Camshaft phase shifting mechanisms that vary the rotational angle position of a camshaft relative to a crankshaft of an internal combustion engine using pressurized hydraulic fluid to control a rotary actuator, typically using engine oil supplied by the oil pump, are known. However, such hydraulically actuated phasers can have a high oil demand, and the performance can vary depending upon the temperature of the engine oil. Further, such systems require oil flow control valves and complex passages for leading the pressurized hydraulic fluid from the engine oil supply to the rotating, hydraulically actuated camshaft phasing assembly.
In order to address the shortcomings of such pressurized hydraulic fluid actuated camshaft phasing assemblies, it has also been proposed to use a closed hydraulic circuit in an engine camshaft phaser in which the hydraulic circuit employs a magneto-rheological fluid as a hydraulic pressure medium. This is disclosed in PCT/GB02/05464. In this disclosure, a camshaft phaser is provided having a rotor attached to the camshaft and a stator connected to the crankshaft via a timing chain and gear. Hydraulic working chambers are located on opposing sides of two vanes which extend from the rotor into working chambers defined in the stator. The magneto-rheological fluid flows freely between the chambers via passages which connect opposing chambers. The flow of the magneto-rheological fluid through the passage is controlled by the selective application of a magnetic field.

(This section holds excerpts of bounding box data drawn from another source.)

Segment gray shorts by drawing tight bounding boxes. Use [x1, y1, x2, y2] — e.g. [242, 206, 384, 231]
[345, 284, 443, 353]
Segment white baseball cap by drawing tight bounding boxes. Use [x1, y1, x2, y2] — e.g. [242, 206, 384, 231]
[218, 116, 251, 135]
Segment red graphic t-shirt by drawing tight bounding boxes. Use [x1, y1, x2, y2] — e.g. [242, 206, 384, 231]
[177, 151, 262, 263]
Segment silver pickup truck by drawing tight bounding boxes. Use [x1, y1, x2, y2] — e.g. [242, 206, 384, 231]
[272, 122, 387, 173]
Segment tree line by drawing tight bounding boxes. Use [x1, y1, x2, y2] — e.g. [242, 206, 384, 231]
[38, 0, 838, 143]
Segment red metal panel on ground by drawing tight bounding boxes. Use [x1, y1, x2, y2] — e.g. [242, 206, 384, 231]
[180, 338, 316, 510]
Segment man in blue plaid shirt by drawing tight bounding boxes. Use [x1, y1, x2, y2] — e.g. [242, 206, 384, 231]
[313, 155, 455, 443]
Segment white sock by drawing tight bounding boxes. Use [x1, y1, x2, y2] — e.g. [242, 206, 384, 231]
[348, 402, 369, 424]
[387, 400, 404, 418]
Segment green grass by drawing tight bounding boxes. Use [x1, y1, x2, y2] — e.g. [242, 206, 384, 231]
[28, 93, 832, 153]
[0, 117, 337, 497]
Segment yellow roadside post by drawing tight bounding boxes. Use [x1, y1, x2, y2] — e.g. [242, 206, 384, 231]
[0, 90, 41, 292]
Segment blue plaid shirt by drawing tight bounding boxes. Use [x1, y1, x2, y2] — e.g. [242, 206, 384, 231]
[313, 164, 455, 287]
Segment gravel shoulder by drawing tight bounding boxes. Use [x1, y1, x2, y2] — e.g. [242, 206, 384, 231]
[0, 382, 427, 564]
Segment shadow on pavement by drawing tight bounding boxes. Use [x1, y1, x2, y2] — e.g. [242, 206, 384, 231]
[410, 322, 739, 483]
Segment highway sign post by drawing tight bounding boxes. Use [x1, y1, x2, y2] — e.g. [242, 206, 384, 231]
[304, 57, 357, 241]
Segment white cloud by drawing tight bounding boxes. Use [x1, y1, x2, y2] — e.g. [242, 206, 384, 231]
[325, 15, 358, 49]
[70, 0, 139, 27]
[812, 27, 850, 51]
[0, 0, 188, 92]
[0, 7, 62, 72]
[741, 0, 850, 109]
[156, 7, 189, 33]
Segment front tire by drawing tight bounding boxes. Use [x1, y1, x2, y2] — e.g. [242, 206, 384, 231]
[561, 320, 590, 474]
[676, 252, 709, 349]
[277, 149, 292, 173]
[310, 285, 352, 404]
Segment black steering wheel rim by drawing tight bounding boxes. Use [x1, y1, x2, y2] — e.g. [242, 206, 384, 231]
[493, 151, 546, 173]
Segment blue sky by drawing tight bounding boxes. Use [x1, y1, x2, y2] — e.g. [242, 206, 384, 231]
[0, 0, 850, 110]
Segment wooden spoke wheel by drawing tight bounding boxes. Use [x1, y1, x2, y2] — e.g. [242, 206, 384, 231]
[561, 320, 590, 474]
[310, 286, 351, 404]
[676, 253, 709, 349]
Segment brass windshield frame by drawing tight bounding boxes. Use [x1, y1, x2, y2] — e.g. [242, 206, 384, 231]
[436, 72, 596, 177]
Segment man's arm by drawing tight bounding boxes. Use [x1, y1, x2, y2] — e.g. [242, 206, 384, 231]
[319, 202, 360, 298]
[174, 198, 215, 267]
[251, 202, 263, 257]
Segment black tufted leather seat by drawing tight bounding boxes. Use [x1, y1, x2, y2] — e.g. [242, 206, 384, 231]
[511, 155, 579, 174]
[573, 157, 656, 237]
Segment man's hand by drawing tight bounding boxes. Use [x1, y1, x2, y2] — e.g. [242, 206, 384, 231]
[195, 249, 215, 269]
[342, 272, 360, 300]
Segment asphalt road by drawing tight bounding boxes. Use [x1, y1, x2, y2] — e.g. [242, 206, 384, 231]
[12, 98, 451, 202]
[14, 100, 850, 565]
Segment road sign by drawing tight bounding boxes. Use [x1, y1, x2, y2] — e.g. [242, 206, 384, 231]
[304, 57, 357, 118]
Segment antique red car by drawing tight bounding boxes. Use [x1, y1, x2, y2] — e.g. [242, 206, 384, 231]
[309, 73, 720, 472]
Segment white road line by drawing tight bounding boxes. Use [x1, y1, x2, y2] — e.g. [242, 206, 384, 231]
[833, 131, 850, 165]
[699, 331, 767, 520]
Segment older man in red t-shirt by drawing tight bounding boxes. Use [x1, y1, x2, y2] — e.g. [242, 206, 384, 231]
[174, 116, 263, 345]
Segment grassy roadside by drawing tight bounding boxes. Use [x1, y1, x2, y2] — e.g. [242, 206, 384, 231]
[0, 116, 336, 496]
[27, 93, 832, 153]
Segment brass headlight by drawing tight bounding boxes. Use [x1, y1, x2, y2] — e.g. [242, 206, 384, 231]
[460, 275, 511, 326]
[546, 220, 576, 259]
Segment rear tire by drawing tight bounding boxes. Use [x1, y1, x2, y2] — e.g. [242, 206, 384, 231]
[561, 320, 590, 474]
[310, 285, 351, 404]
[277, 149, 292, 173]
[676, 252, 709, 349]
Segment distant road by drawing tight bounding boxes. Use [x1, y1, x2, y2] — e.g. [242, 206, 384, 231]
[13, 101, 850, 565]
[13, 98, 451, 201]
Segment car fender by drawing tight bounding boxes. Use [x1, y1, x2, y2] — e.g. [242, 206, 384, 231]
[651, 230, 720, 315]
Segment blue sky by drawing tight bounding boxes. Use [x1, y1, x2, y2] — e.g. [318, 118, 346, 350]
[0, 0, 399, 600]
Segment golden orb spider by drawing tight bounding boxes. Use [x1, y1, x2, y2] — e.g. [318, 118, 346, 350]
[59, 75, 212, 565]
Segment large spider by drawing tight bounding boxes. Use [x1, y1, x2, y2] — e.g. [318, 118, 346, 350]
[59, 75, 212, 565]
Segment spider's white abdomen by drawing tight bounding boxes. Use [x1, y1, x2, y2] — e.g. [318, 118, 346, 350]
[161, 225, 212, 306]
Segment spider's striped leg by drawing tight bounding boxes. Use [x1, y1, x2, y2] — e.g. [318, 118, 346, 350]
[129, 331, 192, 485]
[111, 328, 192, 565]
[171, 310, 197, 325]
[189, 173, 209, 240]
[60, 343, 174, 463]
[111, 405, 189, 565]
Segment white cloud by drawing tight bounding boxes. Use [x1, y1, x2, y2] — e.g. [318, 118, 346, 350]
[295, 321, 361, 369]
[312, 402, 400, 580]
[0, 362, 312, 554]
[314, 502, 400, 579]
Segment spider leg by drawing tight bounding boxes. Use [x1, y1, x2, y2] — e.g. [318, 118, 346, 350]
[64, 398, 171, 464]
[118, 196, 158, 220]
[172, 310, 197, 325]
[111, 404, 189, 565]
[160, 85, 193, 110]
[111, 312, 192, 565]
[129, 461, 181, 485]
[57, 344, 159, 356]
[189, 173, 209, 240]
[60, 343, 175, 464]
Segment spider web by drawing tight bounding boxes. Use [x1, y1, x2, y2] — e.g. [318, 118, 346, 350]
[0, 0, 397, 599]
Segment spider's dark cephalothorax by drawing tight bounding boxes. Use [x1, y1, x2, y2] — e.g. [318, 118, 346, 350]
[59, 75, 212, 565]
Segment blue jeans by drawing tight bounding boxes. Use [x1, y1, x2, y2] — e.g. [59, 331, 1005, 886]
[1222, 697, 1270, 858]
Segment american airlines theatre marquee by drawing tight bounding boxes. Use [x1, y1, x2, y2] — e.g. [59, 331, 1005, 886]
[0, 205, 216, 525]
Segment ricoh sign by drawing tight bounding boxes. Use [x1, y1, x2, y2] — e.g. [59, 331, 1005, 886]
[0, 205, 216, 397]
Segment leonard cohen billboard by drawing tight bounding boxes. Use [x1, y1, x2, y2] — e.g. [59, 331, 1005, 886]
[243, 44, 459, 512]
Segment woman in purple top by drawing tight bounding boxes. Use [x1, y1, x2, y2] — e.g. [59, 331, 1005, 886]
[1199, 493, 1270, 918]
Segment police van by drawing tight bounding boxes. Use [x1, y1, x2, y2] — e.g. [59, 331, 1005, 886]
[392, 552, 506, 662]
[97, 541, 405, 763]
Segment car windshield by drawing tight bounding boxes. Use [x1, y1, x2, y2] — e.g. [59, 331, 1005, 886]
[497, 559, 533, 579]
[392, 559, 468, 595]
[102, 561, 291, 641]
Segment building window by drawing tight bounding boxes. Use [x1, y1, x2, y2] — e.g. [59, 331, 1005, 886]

Magneto-rheological fluids are materials that respond to an applied magnetic field with a change in their properties. In this case, the application of a magnetic field causes the magneto-rheological fluid to increase greatly in viscosity to a virtual solid state. Magneto-rheological fluids have a very fast response time and their flow properties change within milliseconds of application or removal of the magnetic field. One example is MRF-122EG from Lord Corp.
In the case of a camshaft phaser, as the rotor, which is typically connected with the camshaft, fluctuates in position relative to the stator within a defined rotational angle based on the travel available to the vanes in the working chambers, when a desired position is achieved, the electromagnet is actuated and the position of the rotor is hydraulically locked relative to the stator due to the passage between the chambers being blocked by the change of state of the magneto-rheological fluid in response to the magnetic force being applied.
DE 102 33 044 A1 also discloses a magneto-rheological fluid actuated camshaft adjuster in which passages between the working chambers are provided via openings defined through the vanes of the rotor. However, in these known prior art devices, it is necessary to provide current to the electromagnet as it rotates with the camshaft adjuster. Further, these prior art solutions change from a low viscosity fluid state when no electromagnetic force is applied to a nearly solid state when the electromagnetic force is applied, making controlled shifting of the phase position of the camshaft relative to the crankshaft more complicated.